Krimi-Couch Rezension vonApr 2020

Erster Fall für Monica Kennedy

In Inverness und Umgebung werden zwei Jugendliche ermordet. Beide wurden in der gleichen Stellung drapiert, haben einen schwarzen Stein in der Luftröhre und Bisswunden am Rücken. Inspector Monica Kennedy und ihr Team suchen verzweifelt nach dem Täter und werden dabei vom Sozialarbeiter Michael Bach unterstützt, der einen seiner Schützlinge vermisst.

Die Highlands geben den Ton an

Die schottischen Highlands sind eine wilde, raue und einsame Landschaft. Man merkt dem Autor die Liebe zu seiner Heimat an. Die Beschreibungen der Täler, der Lochs und der Städte und Ortschaften nehmen einen beachtlichen Teil der Geschichte ein. Das bringt viel Atmosphäre und macht die schottischen Highlands zu einem zusätzlichen territorialen Protagonisten. In diesem Zusammenhang wäre eine Landkarte durchaus von Nutzen gewesen, denn nicht jeder kennt sich im hohen Norden Schottlands so gut aus, dass ihm die Örtlichkeiten und Wegbeschreibungen sofort verständlich sind.
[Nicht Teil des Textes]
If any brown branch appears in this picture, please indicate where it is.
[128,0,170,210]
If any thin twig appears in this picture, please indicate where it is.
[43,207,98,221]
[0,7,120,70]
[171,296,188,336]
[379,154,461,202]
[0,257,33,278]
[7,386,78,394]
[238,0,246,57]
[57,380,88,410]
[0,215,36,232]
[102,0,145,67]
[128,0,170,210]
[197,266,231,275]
Die Beschaffenheit der Landschaft färbt auf ihre Bewohner ab. Sie sind rau, verschlossen und wenig zu Smalltalk aufgelegt. Inspector Monica Kennedy sollte mit ihren Mitarbeitern eigentlich ein Team bilden, aber sie ist eine Einzelkämpferin, die nur selten die Schutzschilde fallen lässt. Mit ihrer überdurchschnittlichen Körpergröße hat sie schon als Kind zu kämpfen gehabt, und ihre Minderwertigkeitskomplexe hat sie bis heute nicht ablegen können. Immer noch zwängt sie sich in zu kleine Schuhe und sieht hämische Blicke, wo vielleicht keine sind. Als alleinerziehende Mutter muss sie den täglichen Spagat zwischen Kind und Arbeit schaffen, was ihr psychisch schwer zu schaffen macht.
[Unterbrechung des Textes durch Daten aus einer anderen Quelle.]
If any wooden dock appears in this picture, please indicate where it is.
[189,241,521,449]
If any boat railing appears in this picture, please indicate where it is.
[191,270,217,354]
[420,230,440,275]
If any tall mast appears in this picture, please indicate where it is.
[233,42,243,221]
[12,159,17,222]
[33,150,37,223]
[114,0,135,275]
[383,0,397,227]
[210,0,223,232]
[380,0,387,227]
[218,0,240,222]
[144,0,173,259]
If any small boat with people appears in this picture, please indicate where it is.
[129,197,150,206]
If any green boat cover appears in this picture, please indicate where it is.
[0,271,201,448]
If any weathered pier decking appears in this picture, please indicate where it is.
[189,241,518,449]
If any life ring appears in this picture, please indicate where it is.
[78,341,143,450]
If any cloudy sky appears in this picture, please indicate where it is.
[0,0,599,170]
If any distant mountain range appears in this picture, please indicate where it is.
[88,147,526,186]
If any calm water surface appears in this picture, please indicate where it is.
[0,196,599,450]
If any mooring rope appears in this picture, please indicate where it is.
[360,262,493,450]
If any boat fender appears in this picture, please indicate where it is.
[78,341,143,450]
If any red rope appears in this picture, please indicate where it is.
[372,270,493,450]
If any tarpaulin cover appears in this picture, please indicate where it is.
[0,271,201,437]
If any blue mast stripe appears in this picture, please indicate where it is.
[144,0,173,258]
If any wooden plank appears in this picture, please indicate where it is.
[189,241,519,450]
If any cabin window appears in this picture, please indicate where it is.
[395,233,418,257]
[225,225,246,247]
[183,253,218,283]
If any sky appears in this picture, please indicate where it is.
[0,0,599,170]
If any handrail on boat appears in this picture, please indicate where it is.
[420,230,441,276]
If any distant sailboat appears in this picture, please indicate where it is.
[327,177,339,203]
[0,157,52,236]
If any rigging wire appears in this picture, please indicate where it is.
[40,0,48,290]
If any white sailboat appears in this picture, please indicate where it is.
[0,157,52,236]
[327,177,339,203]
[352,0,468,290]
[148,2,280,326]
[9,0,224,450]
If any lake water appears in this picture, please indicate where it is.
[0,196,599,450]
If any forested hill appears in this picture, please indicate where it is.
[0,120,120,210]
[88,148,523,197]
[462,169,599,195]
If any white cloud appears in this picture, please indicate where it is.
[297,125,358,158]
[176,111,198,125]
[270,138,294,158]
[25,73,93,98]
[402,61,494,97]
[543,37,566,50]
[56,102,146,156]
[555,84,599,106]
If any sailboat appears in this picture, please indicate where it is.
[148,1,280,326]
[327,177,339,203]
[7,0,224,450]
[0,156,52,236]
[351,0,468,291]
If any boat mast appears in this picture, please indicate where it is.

Auch Sozialarbeiter Michael Bach ist kein Teamplayer. Nach dem Tod seines Vaters bewegt er sich am Rande eines seelischen Zusammenbruchs. Er sucht die Einsamkeit, trinkt zu viel, raucht viel zu viel - und vernachlässigt seinen Job. Monica und Michael sind beide in ihren Persönlichkeiten anschaulich beschrieben und ihre individuelle Situation ist gut nachvollziehbar. Lediglich ihre physischen Fähigkeiten sind etwas zu euphorisch geraten. Sie können ohne Schlaf über Tage hinweg konzentriert arbeiten, sind trotz schwerster Verletzungen einsatzbereit und scheinen auch ansonsten unkaputtbar.
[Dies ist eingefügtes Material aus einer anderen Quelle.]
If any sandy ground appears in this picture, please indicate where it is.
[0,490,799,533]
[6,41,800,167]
Das Durchhaltevermögen des Lesers ist gefragt

Es ist nicht unbedingt nachvollziehbar, warum die ansonsten sehr korrekte Monica Kennedy ausgerechnet den Sozialarbeiter Michael Bach in ihr Vertrauen zieht, ihm wichtige Beweismittel anvertraut und ihn an den Ermittlungen beteiligt. Aber dadurch hat Halliday ein ungewöhnliches Ermittlerpaar geschaffen, dass unabhängig voneinander und trotzdem gemeinsam an einem Fall arbeitet.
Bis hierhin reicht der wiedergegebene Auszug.